Islam Solusi Paripurna
Islam hadir ke dunia ini sebagai solusi bagi seluruh problematik kehidupan. Dalam pandangan Islam, negara dan penguasa adalah pengurus dan pelayan rakyat. Ia bertanggung jawab atas seluruh urusan rakyat dan memudahkan hidup rakyat. Baik sandang, pangan, papan, kesehatan, pendidikan, hingga keamanan.
Sabda Rasulullah saw.: “Pemimpin adalah pengurus rakyat, ia bertanggung atas rakyatnya.” (HR. Bukhari dan Ahmad)
Baca juga: Tapera, Tiga Persen yang Memberatkan
Sistem Islam menjamin terpenuhinya seluruh kebutuhan pokok rakyat dan menjaga distribusinya sehingga rakyat mudah mengaksesnya dengan harga murah dan terjangkau. Jaminan tersebut dapat terealisasi karena Islam memiliki sumber pemasukan negara yang besar berasal dari fa'i, ghanimah, kharaj, jizyah, dan seluruh SDA.
Sistem Islam pun akan menjaga ketahanan pangan dengan cara memfasilitasi para petani untuk bertani (pupuk, benih, dan lainnya) akan disediakan dengan harga murah dan mudah didapat. Para pengusaha kecil diberikan modal cuma-cuma agar dapat berproduksi dan mengembangkan bisnisnya mengelola hasil bumi dalam negeri.

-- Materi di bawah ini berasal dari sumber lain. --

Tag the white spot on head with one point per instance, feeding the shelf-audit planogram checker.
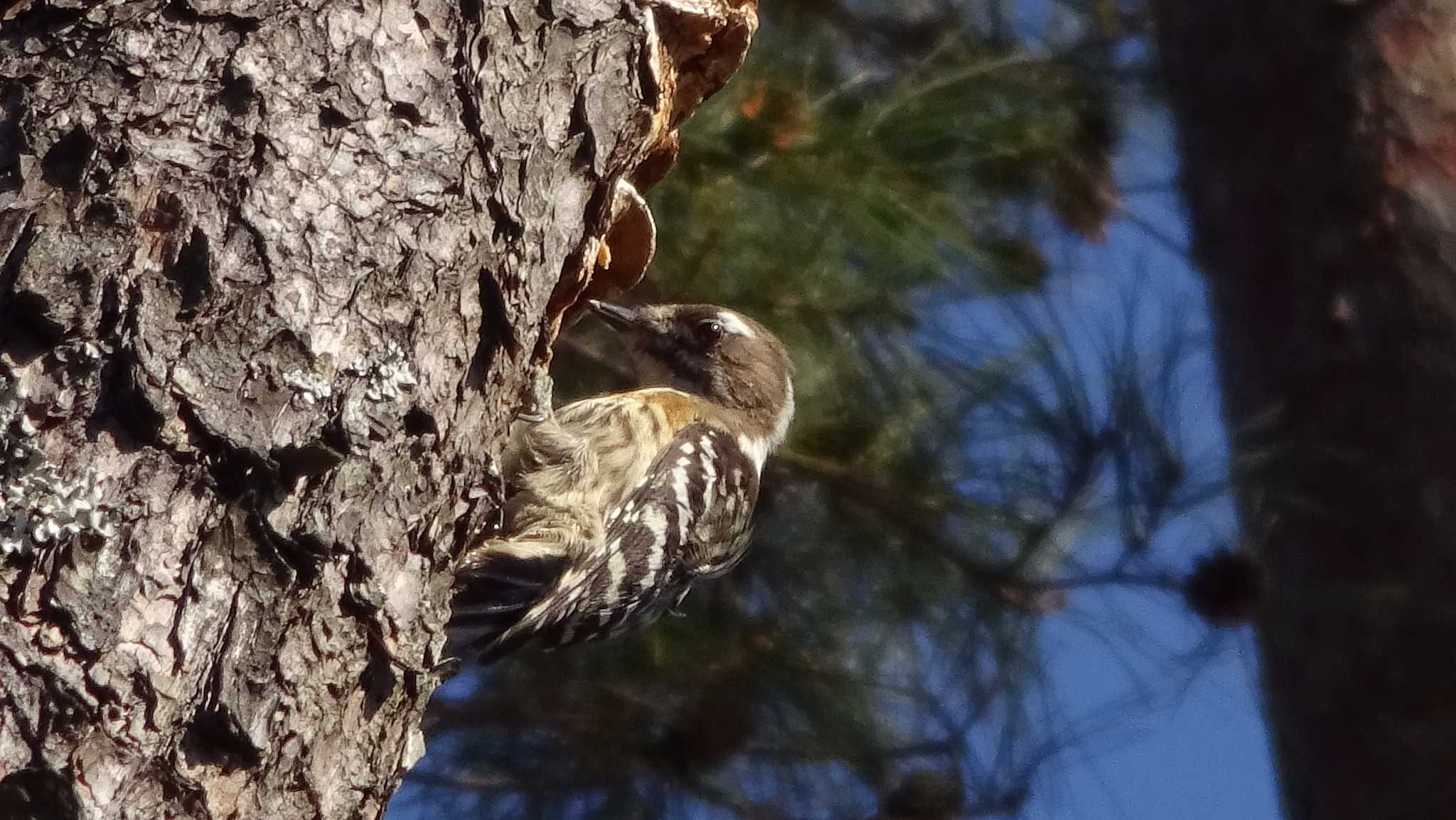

Sistem Islam pun tidak akan mematok harga pangan. Negara akan selalu mengawasi agar harga pangan di pasar senantiasa stabil dengan mengirimkan pengawas pasar (Qadhi Hisbah). Qadhi Hisbah inilah yang akan menyelesaikan berbagai masalah di pasar seperti kecurangan, penimbunan, rekayasa pasar, dan lainnya yang mengakibatkan harga tak terkendali.
Selanjutnya, negara akan menggunakan baitulmal sebagai penjaga kestabilan harga. Ketika terjadi panen raya dan stok pangan melimpah, negara akan membeli sisa pangan yang dibutuhkan pasar, kemudian menyimpannya di baitulmal. Ketika terjadi paceklik, maka pangan tersebut akan didistribusikan kepada rakyat. Sehingga tidak ada potensi negara menaikkan harga pangan atau bahkan sangat mudah mengambil opsi impor karena alasan stok pangan dalam negeri kurang.
Di sisi lain, negara Islam juga akan menutup seluruh keran impor dan berbagai kerjasama luar negeri yang berpotensi merugikan rakyat dan mengangkangi kedaulatan negara. Negara pun tidak hanya berperan memerhatikan produksi saja, lebih dari itu, negara Islam akan memastikan seluruh kebutuhan pangan sampai ke hadapan masyarakat, individu per individu, secara merata. Sebagaimana menjamin pada kebutuhan asasi lainnya.
Demikian kesempurnaan sistem Islam dalam menyelesaikan masalah pangan. Hal ini bukan hanya omong kosong belaka. Sejarah mencatat selama 13 abad sistem Islam diterapkan dalam kehidupan, kesejahteraan, keamanan, kegemilangan peradabannya nyata adanya. Karena itu, masih adakah alasan bagi kita menolak sistem Islam? Wallahu a'lam bi ash-shawwab.